A Much Better Way Store owner Sheryl Lyon-Rayner is looking for a few good babies and adults to promote cloth diapers in light of Earth Day.

The store at 410 E. Grand Ave. in downtown Beloit will be part of the Great Cloth Diaper Change event as part of the Guinness World Records Diaper Challenge. The event is designed to bring awareness to the benefits of cloth diapering.

As part of the challenge the store will join with 324 Great Cloth Diaper Change hosts from 23 different countries. At the event adults will change a child, under 39 inches long, from a disposable to a cloth diaper.

Lyon-Rayner encourages participants to arrive at the store by 10:30 a.m. Saturday to register for the diaper changing, which will take place at 11 a.m., as people from around the world make the switch.

There are already 25 people registered for the Beloit event. With 800-square-feet in back of the store available, there will be plenty of room for moms, dads, babies, older children and other cloth diaper fans.

“We encourage people to come and hang out,” Lyon-Rayner said.

There has been some debate on blogs among moms as to which diaper has the bigger carbon footprint. Water and electricity goes into washing cloth diapers in addition to the gasoline for vehicles to pick them up to haul them to diaper services. However, there is a high amount of landfill waste associated with disposables and chemicals inside the disposable option. Despite debate, Lyon-Rayner said she believes cloth diapers are better for the environment as a whole if one looks at the big picture.

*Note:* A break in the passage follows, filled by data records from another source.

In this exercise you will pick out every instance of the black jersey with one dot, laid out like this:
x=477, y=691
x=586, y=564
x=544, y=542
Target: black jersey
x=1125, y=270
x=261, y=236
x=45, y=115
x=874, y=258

“The impact of the manufacturing process of disposables uses 2.3 times more water than cloth diapers and it takes 20 times the natural resources including wood pulp, petroleum and other non renewable resources to make disposables. They (disposables) also use toxic materials you don’t want on baby’s skin or in a landfill,” Lyon-Raymer said.

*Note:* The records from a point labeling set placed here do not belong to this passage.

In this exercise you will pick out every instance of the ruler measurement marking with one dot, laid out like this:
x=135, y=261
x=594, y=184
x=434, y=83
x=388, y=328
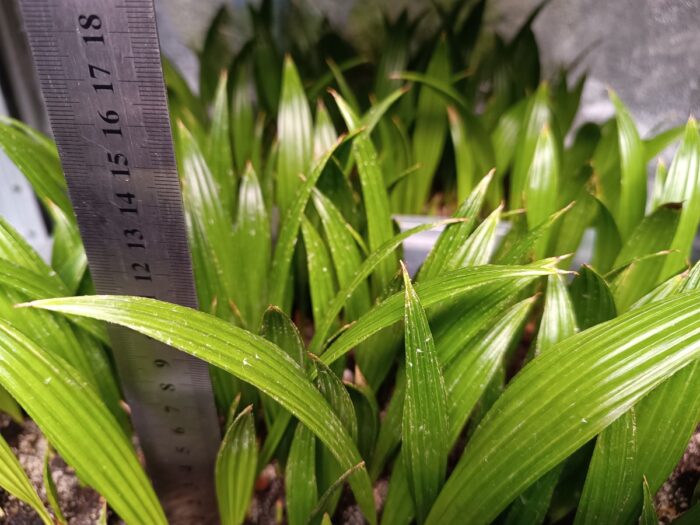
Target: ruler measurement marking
x=105, y=53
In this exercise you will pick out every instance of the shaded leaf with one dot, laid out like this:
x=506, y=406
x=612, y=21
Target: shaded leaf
x=14, y=480
x=235, y=469
x=76, y=422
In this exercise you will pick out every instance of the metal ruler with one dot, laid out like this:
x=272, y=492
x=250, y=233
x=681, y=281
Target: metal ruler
x=98, y=63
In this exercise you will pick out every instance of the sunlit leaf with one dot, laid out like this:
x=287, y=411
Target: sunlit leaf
x=424, y=423
x=562, y=399
x=295, y=135
x=78, y=425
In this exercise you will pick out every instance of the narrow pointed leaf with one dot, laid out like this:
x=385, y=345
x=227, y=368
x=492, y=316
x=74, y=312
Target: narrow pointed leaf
x=324, y=130
x=612, y=490
x=370, y=263
x=562, y=399
x=633, y=177
x=432, y=292
x=592, y=299
x=14, y=480
x=558, y=319
x=246, y=356
x=295, y=133
x=235, y=469
x=289, y=231
x=429, y=133
x=242, y=119
x=450, y=244
x=611, y=468
x=542, y=185
x=218, y=147
x=536, y=116
x=653, y=235
x=648, y=516
x=321, y=277
x=78, y=425
x=50, y=487
x=301, y=489
x=470, y=372
x=251, y=238
x=67, y=254
x=345, y=253
x=424, y=424
x=379, y=225
x=683, y=185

However, Lyon-Raymer said cloth isn’t perfect as the cotton used in them may be treated with pesticides. Its one of the reasons she sells organic and unbleached cotton products.

For those not ready to go all cloth all the time she recommends Grovia biosoakers, a hybrid between total cloth and using a disposable diaper.

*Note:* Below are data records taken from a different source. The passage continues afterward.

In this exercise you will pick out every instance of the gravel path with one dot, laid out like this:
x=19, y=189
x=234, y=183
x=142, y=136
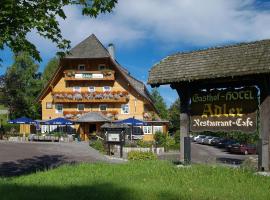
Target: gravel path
x=17, y=158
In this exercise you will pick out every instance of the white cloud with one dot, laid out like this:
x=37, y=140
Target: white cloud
x=193, y=22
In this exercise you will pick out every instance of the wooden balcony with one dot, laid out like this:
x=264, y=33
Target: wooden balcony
x=76, y=114
x=72, y=75
x=91, y=97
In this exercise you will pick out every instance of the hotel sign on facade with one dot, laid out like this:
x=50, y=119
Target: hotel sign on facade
x=224, y=110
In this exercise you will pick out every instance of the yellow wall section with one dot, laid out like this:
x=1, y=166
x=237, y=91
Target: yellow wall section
x=136, y=102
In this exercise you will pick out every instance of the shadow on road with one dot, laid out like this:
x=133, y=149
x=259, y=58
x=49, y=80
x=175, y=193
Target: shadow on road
x=31, y=165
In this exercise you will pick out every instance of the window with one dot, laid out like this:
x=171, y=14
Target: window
x=81, y=67
x=49, y=105
x=76, y=89
x=137, y=130
x=106, y=88
x=103, y=107
x=124, y=109
x=58, y=108
x=102, y=67
x=147, y=129
x=158, y=129
x=91, y=88
x=80, y=107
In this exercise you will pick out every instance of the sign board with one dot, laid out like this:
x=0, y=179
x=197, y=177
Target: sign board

“You throw away the yucky part and use a reusable cover,” she said.

Many parents will use them while traveling or at daycare.

“Other parents don’t want that ick factor of laundering,” she said.

Although Lyon-Raymer called it a “gateway diaper” she said it can be can be an alternative option for parents.

The primary reason Lyon-Rayner said she would go with cloth diapers is that they save a lot of money over the life of a diapered child. And because there are no diaper services in the Beloit area, she said parents can just wash them at home.

Lyon-Rayner said cloth diapering is catching on in Beloit. Her store is the only location that offers items such as cloth diapers, Grovia biosoakers and other environmentally friendly baby items.

“We are the only one in a pretty huge radius where you can walk in and buy these items,” she said.

A Much Better Way opened in December in Beloit although Lyon-Rayner has been selling her natural products for babies and moms online since 2005.

The unique boutique offers cloth diapers as well as disposable diapers, diaper covers, baby carriers (worn by a parent), detergents, natural motherhood jewelry for mom and baby as well as bath and body products for both, birthing gowns for moms for in-hospital or at home use and non-toxic toys.